Some tech reviewers of the Galaxy Fold, a splashy $1,980 phone that opens into a tablet and that goes on sale in the United States April 26, said the phone malfunctioned after only a day or two of use.
“We will thoroughly inspect these units in person to determine the cause of the matter,” Samsung said in a statement, noting that a limited number of early Galaxy Fold samples were provided to media for review.
Screen cracking, flickering
The problem seems to be related to the unit’s screen either cracking or flickering, according to Twitter posts by technology journalists from Bloomberg, The Verge and CNBC who received the phone this week for review purposes.
Samsung, which has advertised the phone as “the future,” said removing a protective layer of its main display might cause damage, and that it will clearly inform customers such.
The company said it has closed pre-orders for the Galaxy Fold because of “high demand.” It told Reuters there is no change to its release schedule following the malfunction reports.
From phone to tablet
The South Korean company’s Galaxy Fold resembles a conventional smartphone but opens like a book to reveal a second display the size of a small tablet at 7.3 inches (18.5 cm).
Although Galaxy Fold and Huawei Technologies Co Ltd.’s Mate X foldable phones are not expected to be big sellers, the new designs were hailed as framing the future of smartphones this year in a field that has seen few surprises since Apple Inc. introduced the screen slab iPhone in 2007.
The problems with the new phone drew comparisons to Samsung’s Galaxy Note 7 phone in 2016. Battery and design flaws in the Note 7 led to some units catching fire or exploding, forcing Samsung to recall and cancel sales of the phone. The recall wiped out nearly all of the profit in Samsung’s mobile division in the third quarter of 2016.
Samsung has said it plans to churn out at least 1 million foldable Galaxy Fold handsets globally, compared with its total estimated 300 million mobile phones it produces annually.
Reviewers puzzled
Reviewers of the new Galaxy Fold said they did not know what the problem was and Samsung did not provide answers.
Bloomberg reporter Mark Gurman tweeted: “The screen on my Galaxy Fold review unit is completely broken and unusable just two days in.

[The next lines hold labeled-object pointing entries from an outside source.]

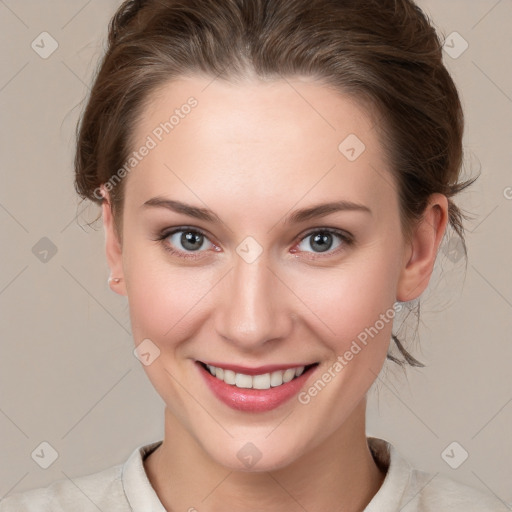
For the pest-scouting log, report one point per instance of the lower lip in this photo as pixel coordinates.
(254, 400)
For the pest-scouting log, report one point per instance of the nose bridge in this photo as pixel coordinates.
(253, 309)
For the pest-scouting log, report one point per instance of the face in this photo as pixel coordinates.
(231, 258)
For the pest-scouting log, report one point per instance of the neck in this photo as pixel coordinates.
(338, 474)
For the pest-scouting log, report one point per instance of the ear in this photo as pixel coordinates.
(112, 246)
(420, 256)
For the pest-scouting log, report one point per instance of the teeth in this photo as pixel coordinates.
(263, 381)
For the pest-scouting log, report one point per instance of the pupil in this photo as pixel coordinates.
(323, 242)
(188, 239)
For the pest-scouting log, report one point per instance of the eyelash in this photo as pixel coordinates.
(346, 238)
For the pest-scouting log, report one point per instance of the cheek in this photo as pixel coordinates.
(163, 298)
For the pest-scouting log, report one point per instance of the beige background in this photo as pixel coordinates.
(67, 372)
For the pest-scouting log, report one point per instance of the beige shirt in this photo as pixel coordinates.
(126, 488)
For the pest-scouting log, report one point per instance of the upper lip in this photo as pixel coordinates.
(269, 368)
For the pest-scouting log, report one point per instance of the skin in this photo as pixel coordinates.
(253, 153)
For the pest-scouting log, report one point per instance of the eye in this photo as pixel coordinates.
(323, 240)
(184, 242)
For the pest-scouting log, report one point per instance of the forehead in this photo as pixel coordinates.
(261, 139)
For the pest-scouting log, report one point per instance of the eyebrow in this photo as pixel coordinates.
(296, 217)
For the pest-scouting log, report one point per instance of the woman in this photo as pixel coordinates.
(275, 178)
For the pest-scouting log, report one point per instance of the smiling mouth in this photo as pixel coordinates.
(262, 381)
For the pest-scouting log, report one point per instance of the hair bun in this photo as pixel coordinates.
(125, 13)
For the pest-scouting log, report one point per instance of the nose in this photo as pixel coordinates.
(254, 306)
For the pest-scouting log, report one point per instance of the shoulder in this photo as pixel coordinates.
(411, 490)
(102, 490)
(431, 492)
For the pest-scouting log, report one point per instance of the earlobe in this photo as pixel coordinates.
(422, 249)
(113, 247)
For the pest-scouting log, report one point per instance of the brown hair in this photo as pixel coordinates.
(385, 53)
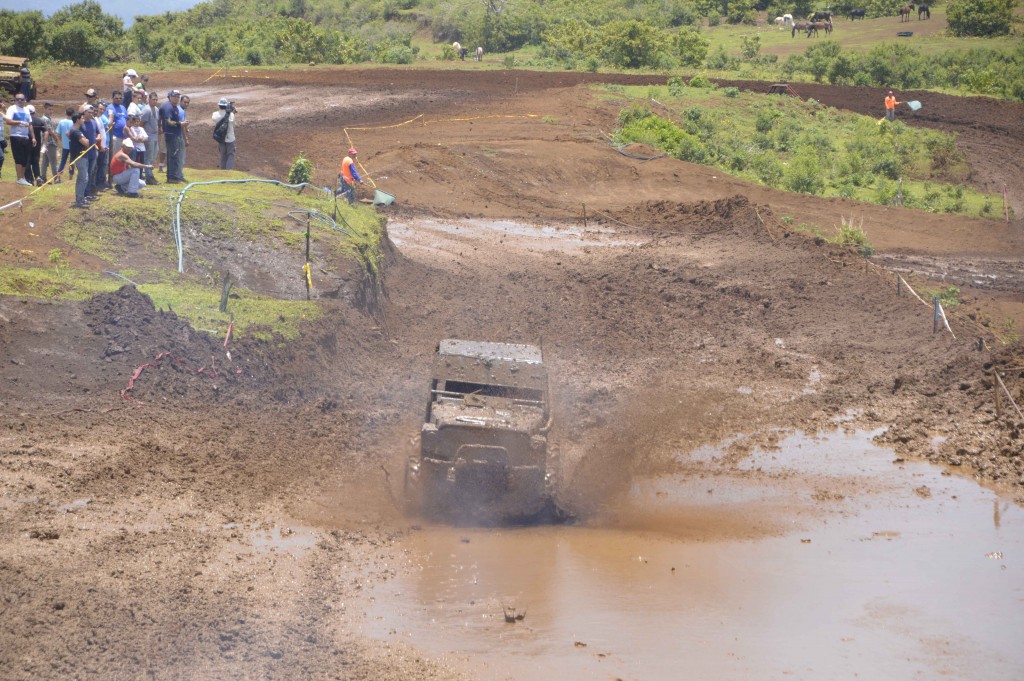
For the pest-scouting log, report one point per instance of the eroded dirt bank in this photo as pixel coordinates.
(148, 537)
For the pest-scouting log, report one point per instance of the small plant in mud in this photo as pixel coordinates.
(852, 236)
(948, 297)
(302, 170)
(59, 262)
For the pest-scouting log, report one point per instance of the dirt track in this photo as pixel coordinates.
(682, 313)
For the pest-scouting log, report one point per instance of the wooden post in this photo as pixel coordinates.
(224, 290)
(307, 256)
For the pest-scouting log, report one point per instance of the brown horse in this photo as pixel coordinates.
(814, 27)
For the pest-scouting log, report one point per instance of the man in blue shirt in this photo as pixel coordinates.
(82, 136)
(170, 126)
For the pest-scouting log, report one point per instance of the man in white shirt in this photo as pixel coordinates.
(227, 144)
(22, 137)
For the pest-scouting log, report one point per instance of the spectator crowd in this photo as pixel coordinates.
(100, 144)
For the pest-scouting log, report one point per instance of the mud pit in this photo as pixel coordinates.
(240, 523)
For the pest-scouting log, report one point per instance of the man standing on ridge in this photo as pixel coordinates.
(891, 107)
(348, 176)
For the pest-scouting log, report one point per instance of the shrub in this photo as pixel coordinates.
(302, 170)
(804, 173)
(851, 236)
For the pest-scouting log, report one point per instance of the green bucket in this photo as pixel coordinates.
(383, 198)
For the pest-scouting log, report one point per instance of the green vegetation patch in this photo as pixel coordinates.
(803, 146)
(254, 314)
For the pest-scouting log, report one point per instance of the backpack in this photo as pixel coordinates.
(220, 130)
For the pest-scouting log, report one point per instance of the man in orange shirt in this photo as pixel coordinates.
(891, 107)
(348, 176)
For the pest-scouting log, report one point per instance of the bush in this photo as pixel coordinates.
(301, 172)
(804, 173)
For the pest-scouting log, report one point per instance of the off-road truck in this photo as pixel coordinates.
(11, 69)
(483, 451)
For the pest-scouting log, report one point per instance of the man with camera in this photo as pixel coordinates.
(223, 132)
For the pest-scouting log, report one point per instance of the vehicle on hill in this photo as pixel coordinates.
(483, 455)
(12, 71)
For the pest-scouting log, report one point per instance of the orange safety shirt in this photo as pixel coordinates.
(348, 171)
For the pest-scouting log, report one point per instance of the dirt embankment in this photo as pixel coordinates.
(160, 533)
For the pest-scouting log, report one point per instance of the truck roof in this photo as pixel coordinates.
(489, 364)
(492, 351)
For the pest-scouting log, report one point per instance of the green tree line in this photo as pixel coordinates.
(574, 34)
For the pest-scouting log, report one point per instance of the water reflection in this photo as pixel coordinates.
(861, 577)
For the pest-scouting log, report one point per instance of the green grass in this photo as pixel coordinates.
(803, 146)
(120, 231)
(254, 314)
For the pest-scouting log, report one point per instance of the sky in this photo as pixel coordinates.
(126, 9)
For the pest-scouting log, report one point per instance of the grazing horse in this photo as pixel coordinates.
(814, 27)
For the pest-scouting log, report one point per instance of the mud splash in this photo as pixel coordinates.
(861, 566)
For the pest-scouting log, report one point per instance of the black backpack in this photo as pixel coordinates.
(220, 130)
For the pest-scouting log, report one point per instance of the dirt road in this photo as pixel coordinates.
(230, 522)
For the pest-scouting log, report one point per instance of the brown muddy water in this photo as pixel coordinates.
(820, 559)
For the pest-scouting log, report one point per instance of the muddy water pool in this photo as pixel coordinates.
(854, 566)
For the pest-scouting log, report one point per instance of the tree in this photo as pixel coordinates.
(980, 17)
(77, 42)
(633, 44)
(690, 47)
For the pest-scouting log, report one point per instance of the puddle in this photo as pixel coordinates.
(875, 570)
(284, 540)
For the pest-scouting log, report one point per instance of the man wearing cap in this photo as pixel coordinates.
(126, 172)
(170, 126)
(82, 139)
(22, 139)
(226, 145)
(348, 176)
(891, 107)
(117, 115)
(50, 144)
(128, 84)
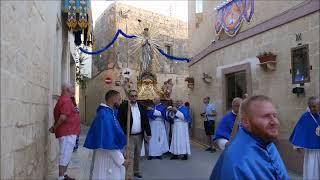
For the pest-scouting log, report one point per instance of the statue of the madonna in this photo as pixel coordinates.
(147, 54)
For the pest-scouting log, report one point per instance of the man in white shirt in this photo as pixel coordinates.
(139, 127)
(158, 143)
(106, 138)
(180, 144)
(209, 114)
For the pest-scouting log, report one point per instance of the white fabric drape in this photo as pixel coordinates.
(180, 138)
(108, 164)
(158, 143)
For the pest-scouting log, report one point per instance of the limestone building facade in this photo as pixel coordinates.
(35, 60)
(277, 27)
(170, 34)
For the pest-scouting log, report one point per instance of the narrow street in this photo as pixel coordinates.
(198, 167)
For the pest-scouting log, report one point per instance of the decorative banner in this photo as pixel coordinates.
(83, 23)
(108, 80)
(72, 7)
(231, 15)
(71, 21)
(130, 37)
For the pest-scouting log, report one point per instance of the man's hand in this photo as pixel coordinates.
(300, 150)
(227, 144)
(126, 163)
(148, 138)
(51, 129)
(174, 109)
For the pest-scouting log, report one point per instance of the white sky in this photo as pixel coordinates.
(179, 9)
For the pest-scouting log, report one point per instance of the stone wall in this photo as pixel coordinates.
(33, 64)
(170, 31)
(202, 36)
(275, 84)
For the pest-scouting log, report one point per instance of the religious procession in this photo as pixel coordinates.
(160, 90)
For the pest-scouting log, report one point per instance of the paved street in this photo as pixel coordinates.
(198, 167)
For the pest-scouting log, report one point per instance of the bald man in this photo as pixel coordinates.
(306, 138)
(223, 132)
(252, 154)
(66, 127)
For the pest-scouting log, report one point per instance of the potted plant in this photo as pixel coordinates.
(190, 81)
(266, 57)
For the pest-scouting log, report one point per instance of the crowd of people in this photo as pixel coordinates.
(245, 135)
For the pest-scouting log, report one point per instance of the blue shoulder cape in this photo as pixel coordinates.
(304, 134)
(105, 131)
(185, 111)
(225, 126)
(248, 157)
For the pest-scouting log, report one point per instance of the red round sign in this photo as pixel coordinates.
(108, 80)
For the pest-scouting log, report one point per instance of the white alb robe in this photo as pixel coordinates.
(311, 163)
(107, 164)
(221, 143)
(168, 128)
(158, 143)
(180, 143)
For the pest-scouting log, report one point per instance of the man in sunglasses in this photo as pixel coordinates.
(139, 126)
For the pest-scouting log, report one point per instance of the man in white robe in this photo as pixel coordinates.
(107, 139)
(158, 143)
(180, 144)
(306, 137)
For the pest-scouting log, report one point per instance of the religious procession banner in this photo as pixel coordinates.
(77, 11)
(231, 15)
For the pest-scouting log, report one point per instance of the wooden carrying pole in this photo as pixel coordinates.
(128, 137)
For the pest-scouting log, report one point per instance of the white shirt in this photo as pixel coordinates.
(208, 109)
(136, 119)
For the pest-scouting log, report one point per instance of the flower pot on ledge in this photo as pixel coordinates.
(268, 61)
(190, 81)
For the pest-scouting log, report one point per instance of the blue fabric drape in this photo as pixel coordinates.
(120, 32)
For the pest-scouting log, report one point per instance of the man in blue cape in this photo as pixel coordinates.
(223, 132)
(107, 139)
(306, 137)
(252, 153)
(180, 144)
(158, 143)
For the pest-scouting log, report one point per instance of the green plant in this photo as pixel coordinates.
(81, 79)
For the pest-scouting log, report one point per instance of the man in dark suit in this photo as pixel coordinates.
(139, 125)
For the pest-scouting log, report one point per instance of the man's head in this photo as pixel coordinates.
(236, 104)
(206, 100)
(67, 90)
(176, 103)
(156, 100)
(113, 98)
(313, 103)
(259, 116)
(133, 95)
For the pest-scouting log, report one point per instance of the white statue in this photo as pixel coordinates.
(147, 54)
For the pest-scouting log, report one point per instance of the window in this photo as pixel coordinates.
(199, 6)
(300, 64)
(168, 49)
(236, 86)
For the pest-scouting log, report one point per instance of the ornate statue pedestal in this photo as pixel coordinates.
(148, 90)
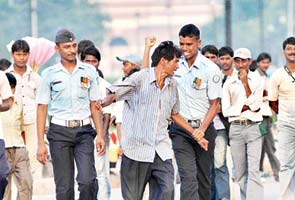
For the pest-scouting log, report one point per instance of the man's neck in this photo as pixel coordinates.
(228, 72)
(291, 66)
(20, 70)
(69, 66)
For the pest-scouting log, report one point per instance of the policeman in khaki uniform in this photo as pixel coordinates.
(71, 88)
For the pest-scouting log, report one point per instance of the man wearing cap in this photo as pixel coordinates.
(71, 88)
(241, 103)
(199, 87)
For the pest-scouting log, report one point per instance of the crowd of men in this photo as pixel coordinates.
(189, 104)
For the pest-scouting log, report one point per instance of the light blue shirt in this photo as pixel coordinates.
(197, 85)
(146, 113)
(69, 94)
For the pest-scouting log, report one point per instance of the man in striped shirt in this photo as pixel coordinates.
(151, 100)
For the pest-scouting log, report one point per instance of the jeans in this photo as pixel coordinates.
(286, 152)
(103, 174)
(220, 165)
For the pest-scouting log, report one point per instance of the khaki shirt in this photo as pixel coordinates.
(25, 93)
(282, 89)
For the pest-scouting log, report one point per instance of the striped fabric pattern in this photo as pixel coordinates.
(146, 113)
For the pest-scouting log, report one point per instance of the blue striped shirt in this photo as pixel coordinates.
(146, 113)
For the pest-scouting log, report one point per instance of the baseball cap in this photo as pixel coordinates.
(243, 53)
(63, 36)
(132, 58)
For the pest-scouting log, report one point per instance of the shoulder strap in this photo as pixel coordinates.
(289, 73)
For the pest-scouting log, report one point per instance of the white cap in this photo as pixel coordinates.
(243, 53)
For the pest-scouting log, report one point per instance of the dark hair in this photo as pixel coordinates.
(11, 79)
(83, 44)
(165, 50)
(4, 64)
(20, 45)
(189, 30)
(210, 49)
(289, 40)
(263, 56)
(253, 66)
(99, 73)
(226, 51)
(92, 50)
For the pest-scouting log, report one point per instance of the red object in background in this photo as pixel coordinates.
(113, 137)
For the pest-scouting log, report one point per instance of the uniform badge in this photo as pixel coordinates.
(216, 78)
(197, 82)
(84, 82)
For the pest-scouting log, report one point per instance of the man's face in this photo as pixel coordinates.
(289, 53)
(171, 66)
(189, 47)
(226, 62)
(264, 64)
(242, 64)
(211, 57)
(92, 60)
(20, 58)
(67, 51)
(127, 67)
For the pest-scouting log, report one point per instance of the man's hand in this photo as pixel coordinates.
(100, 145)
(99, 104)
(204, 144)
(150, 41)
(243, 76)
(198, 134)
(42, 153)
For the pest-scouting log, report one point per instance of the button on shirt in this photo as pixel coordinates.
(5, 93)
(147, 110)
(234, 98)
(69, 94)
(25, 93)
(282, 89)
(11, 122)
(197, 85)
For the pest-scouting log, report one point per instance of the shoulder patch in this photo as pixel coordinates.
(216, 78)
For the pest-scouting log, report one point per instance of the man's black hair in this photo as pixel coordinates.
(20, 45)
(263, 56)
(210, 49)
(226, 51)
(165, 50)
(83, 44)
(92, 50)
(4, 64)
(289, 40)
(189, 30)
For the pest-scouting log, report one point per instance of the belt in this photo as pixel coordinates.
(70, 123)
(243, 122)
(194, 123)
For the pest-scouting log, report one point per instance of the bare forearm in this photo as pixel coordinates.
(213, 110)
(96, 117)
(180, 121)
(41, 122)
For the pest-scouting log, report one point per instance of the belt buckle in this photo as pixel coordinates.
(73, 123)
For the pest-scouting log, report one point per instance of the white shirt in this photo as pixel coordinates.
(25, 93)
(282, 89)
(5, 93)
(265, 108)
(234, 98)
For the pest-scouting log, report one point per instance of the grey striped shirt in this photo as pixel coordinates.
(147, 110)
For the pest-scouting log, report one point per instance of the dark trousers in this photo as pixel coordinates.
(4, 169)
(66, 145)
(268, 147)
(135, 175)
(194, 163)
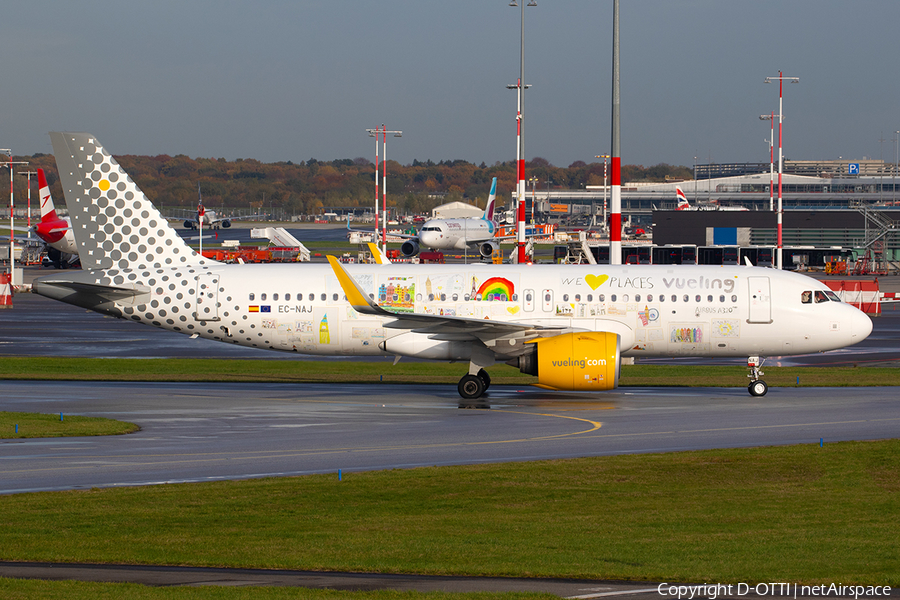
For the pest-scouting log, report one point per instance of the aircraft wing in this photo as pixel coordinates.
(423, 323)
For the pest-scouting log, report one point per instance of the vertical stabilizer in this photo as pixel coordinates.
(115, 225)
(492, 200)
(48, 211)
(682, 199)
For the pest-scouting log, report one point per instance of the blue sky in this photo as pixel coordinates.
(293, 80)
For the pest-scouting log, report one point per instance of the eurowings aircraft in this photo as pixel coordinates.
(683, 204)
(457, 234)
(568, 325)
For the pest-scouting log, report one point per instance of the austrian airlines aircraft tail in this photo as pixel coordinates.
(52, 229)
(492, 200)
(682, 199)
(568, 326)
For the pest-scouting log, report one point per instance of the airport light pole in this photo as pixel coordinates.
(383, 131)
(12, 218)
(28, 174)
(781, 79)
(615, 216)
(605, 157)
(533, 181)
(771, 119)
(897, 163)
(520, 146)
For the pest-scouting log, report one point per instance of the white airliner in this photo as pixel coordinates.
(568, 325)
(53, 230)
(210, 219)
(457, 234)
(683, 204)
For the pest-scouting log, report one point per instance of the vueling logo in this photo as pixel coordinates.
(582, 363)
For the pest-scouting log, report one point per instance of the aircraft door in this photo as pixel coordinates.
(547, 300)
(529, 300)
(207, 301)
(760, 300)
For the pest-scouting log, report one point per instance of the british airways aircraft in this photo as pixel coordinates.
(567, 325)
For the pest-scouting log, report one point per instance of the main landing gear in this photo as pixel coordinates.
(471, 387)
(757, 386)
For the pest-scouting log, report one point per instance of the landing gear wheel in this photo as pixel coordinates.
(482, 374)
(471, 387)
(758, 388)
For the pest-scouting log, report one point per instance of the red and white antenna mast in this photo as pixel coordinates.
(615, 198)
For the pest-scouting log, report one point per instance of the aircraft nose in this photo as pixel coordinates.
(860, 326)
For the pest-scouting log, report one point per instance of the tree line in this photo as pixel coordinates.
(313, 186)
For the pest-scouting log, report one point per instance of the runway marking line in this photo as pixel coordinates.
(298, 453)
(619, 593)
(595, 425)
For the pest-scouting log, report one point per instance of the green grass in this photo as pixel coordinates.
(236, 370)
(33, 425)
(798, 513)
(12, 589)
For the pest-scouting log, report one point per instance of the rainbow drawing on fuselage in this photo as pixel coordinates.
(497, 288)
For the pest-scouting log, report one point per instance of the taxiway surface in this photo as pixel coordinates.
(206, 432)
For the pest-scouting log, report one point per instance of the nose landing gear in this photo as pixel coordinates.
(757, 386)
(471, 387)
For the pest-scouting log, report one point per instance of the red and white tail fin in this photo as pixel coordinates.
(682, 199)
(492, 199)
(48, 211)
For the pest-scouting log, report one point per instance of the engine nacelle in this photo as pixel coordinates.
(409, 248)
(582, 361)
(487, 249)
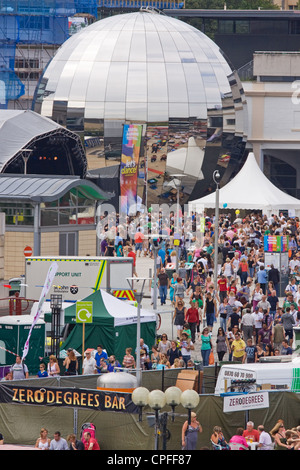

Hard to know if this is widespread or not.”
According to Gurman’s tweets, he removed a plastic layer on the screen that was not meant to be removed and the phone malfunctioned afterward.
Dieter Bohn, executive editor of The Verge, said that a “small bulge” appeared on the crease of the phone screen, which appeared to be something pressing from underneath the screen.
Bohn said Samsung replaced his test phone but did not offer a reason for the problem.
“It is very troubling,” Bohn told Reuters, adding that he did not remove the plastic screen cover.
Steve Kovach, tech editor at CNBC.com tweeted a video of half of his phone’s screen flickering after using it for just a day.